Step 5: Align KPIs and reporting metrics

The perfect store enables FMCGs to reinforce their position with retailers, track in-store performance, and incentivize sales reps in a meaningful way by shifting their focus back on adding customer value rather than on sales volume. Thanks to their perfect store strategy, FMCG companies give field reps a concrete and measurable opportunity to manage and deliver best-in-class execution, as well as quickly identify and sort out any possible hiccups.

But this can only be truly valuable to CPGs if the measurement process is standardized and scalable across the entire organization. You cannot manage what you cannot measure consistently. For instance, if two markets have different ways of gauging their share of shelf, it might jeopardize central teams’ analysis. Therefore, it is essential to measure KPIs according to the same method in order to track and report the same metrics across the entire organization.

How do you execute and monitor your perfect store strategy? 

When it comes to executing and monitoring a perfect store strategy, standardization and consistency are essential. Successful FMCG companies have a system in place to ensure a pristine execution and maximize opportunities in-store. New technologies have made this process much more practical and precise by allowing FMCGs to instantly track and digitally measure shelf implementation and compliance. Forward thinking companies now provide their field forces with advanced retail execution tools such as sales force automation or image recognition, for example.

By empowering sales reps with best-in-class technologies, manufacturers ensure that field forces are guided in every step of the perfect store execution process – before, during, and after each store visit. Instead of using Excel spreadsheets to produce scorecards that review and measure performance, field sales teams can directly track retail execution progress on mobile and web applications.

For example, the best image recognition solutions in the market give sales reps (and their managers) instant visibility over their stores’ planogram compliance level. They highlight the outlets reps must visit before the end of the period and help them optimize their visit schedule by locating the nearest stores in their area. In store, field reps only need to take pictures of shelves with their smartphone or tablet to perform their store check and receive detailed KPI reports comparing shelf reality with perfect store requirements.
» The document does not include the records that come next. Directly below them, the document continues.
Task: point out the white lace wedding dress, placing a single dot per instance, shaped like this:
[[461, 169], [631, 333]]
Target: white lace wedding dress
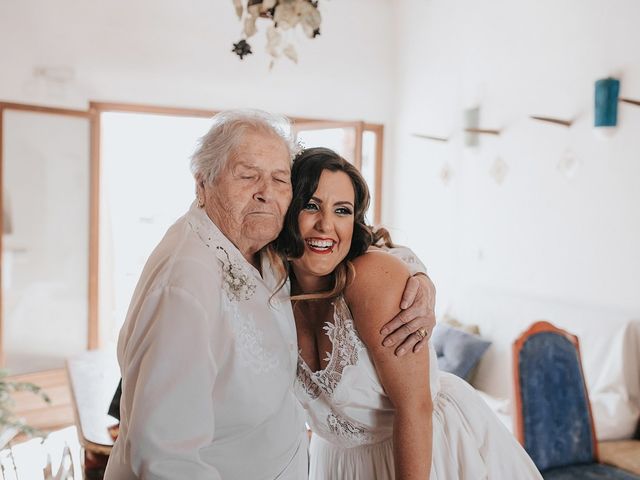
[[352, 420]]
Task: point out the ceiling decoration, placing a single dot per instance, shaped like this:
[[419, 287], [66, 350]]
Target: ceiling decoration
[[284, 19]]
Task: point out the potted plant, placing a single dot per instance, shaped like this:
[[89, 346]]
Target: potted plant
[[10, 424]]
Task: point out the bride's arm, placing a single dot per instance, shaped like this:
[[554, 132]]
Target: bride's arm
[[373, 298]]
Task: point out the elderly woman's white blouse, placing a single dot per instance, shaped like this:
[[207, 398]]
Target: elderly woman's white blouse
[[208, 360]]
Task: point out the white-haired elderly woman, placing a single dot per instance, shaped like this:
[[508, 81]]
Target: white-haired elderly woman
[[208, 350]]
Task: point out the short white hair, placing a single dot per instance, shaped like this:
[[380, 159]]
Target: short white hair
[[226, 134]]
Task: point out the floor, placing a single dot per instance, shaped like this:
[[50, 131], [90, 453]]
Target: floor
[[31, 459]]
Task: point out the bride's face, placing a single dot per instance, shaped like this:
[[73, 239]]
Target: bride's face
[[326, 226]]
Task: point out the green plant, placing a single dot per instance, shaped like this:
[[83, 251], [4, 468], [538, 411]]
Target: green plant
[[8, 419]]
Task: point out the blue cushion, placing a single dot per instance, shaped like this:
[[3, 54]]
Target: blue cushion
[[458, 352], [555, 409], [593, 471]]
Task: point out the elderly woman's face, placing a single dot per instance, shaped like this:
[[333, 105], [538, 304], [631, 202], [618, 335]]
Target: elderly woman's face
[[250, 196]]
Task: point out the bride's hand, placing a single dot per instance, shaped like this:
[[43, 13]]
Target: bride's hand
[[410, 329]]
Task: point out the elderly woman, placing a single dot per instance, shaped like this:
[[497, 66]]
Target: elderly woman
[[208, 350]]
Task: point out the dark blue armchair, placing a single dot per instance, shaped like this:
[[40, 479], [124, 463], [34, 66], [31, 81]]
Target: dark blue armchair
[[553, 419]]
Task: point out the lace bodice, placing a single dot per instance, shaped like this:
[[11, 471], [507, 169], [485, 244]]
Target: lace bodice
[[345, 401]]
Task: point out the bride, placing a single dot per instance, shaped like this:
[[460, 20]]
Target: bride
[[373, 415]]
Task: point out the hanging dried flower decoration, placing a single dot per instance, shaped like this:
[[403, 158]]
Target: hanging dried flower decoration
[[285, 16]]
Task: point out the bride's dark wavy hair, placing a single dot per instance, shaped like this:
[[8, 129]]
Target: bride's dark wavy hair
[[305, 176]]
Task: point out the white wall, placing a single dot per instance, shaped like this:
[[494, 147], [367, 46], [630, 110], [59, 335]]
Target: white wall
[[178, 53], [539, 234]]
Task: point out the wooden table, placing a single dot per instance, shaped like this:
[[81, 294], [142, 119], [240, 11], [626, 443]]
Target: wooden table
[[93, 378]]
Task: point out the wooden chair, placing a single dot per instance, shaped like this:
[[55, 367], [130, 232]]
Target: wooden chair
[[553, 419]]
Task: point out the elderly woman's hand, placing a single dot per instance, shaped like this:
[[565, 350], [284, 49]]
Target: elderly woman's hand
[[410, 329]]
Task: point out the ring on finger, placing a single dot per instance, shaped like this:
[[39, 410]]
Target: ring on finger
[[421, 333]]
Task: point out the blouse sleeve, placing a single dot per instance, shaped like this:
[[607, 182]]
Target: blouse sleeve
[[409, 258], [168, 376]]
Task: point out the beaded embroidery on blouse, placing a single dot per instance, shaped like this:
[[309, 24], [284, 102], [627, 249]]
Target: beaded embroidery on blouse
[[346, 349], [236, 282]]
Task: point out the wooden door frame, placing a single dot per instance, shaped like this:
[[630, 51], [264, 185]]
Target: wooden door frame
[[5, 106], [93, 114]]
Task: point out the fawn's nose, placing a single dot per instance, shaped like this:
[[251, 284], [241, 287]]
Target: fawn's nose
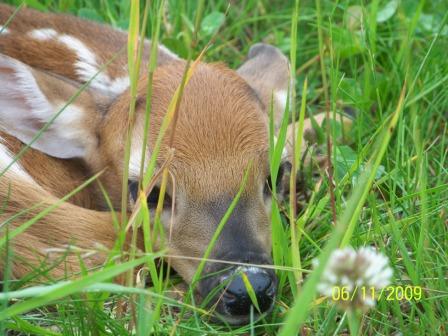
[[236, 298]]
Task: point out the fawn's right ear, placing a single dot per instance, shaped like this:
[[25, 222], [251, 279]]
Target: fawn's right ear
[[267, 71], [29, 99]]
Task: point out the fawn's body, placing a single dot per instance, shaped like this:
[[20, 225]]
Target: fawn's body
[[222, 126]]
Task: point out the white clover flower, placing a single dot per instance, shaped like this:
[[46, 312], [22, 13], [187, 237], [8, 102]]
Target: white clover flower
[[353, 279]]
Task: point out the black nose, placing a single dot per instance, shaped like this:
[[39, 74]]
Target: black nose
[[236, 299]]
Such technologies, which provide over 95% accuracy  15 to 40 percentage points above manual measurements’ accuracy level — enable reps to fix planogram compliance gaps within minutes and guarantee the continuity of the perfect store.

Keep on iterating in a perfect store world 

As shoppers’ needs evolve and as new competitors enter the market, category, customer marketing, and sales operations teams must constantly refine their perfect store strategy based on in-store successes and failures. Bain & Company notes that this strategy can grow FMCG sales by 5% to 15% annually. Knowing what works in each channel helps the best companies stay ahead of the game and determine new products’ most efficient in-store activation before they are even launched.

“Product portfolio is based on space availability, merchandising plans on placement feasibility. Promotional plans and new SKU listings are tied to top customers’ commercial calendars, with above-the-line and below-the-line investments in sync. Not only does this help a company focus on what can succeed in a particular store, but it also has the benefit of streamlining the organization to what matters most.” (Bain & Company) 

By instilling a perfect store mindset and supporting teams with appropriate tools and processes, CPG manufacturers can use the perfect store as a strategic weapon to win the retail war.